How Does Okta Secure Authentication


I am understanding When we run application it redirects to Okta Login scree and once we give Okta credentials it will redirect to our application.

But how It works internally? How it provides Authentication to the. I am new to Authentication and Okta it self. So please help in understanding How Okta Authentication works.

Basically how Okta Authentication works and how this Okta is good when compared other Identity servers in the market

Hi @Gayithri

In the concept of identity provider and service provider, Okta acts as an identity provider for your application. There are multiple ways of integrating single sign-on with Okta:

  • Secure Web Authentication
    • if you application supports only username and password for authenticating users, Okta browser plugin will automatically inject the credentials once the user arrives on the log in page
  • Security Assertion Markup Language (SAML)
  • WS-Federation (Ws-Fed)
  • OpenID

If your application supports any of the last three, then Okta will require the user to log in to Okta after which it will send to your application an assertion or tokens with the user’s identity. Once your application parses the details, it can successfully log in the user. This provides a password-less and secure experience for your users.

Hi Drago’s,

Thanks for detailed explanation.

I have done small boot application with @enableOauth2S and configured the application in okta and Authorization server.

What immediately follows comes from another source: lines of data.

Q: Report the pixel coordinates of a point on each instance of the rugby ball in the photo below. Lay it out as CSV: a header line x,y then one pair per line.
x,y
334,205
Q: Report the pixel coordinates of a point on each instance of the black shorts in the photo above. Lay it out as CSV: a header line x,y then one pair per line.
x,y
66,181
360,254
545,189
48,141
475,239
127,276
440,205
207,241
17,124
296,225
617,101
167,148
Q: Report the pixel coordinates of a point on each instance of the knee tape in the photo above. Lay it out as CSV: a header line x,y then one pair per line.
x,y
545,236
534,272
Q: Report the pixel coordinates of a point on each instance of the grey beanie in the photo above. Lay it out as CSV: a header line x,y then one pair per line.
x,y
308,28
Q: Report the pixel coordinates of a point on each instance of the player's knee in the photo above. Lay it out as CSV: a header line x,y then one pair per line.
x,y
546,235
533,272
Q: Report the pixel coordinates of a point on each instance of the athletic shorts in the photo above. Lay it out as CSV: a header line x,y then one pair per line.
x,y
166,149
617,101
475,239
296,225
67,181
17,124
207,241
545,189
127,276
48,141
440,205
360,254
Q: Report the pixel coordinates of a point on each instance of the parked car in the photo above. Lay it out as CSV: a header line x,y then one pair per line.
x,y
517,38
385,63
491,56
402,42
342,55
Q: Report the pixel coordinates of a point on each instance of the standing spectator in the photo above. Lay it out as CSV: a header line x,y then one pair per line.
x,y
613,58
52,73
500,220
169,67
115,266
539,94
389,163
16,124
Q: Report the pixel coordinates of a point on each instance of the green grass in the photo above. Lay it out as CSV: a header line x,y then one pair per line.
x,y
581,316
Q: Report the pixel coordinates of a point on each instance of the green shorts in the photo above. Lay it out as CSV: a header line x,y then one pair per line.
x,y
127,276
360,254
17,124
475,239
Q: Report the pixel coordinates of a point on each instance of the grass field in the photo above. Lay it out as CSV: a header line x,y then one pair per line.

When it hits the my application it redirects to okta login page and after I enter credentials it will redirected to my application. ( What ever I given in the redirect_uri in configuration)

Here I want to understand the above process is called open ID Authentication right?
Please my understanding is correct or not?

Hi Dragos,

Can you please help me?
I am getting too much confusion with these these words.

What is Okta Authentication?
What is OpenID with Okta Authentication?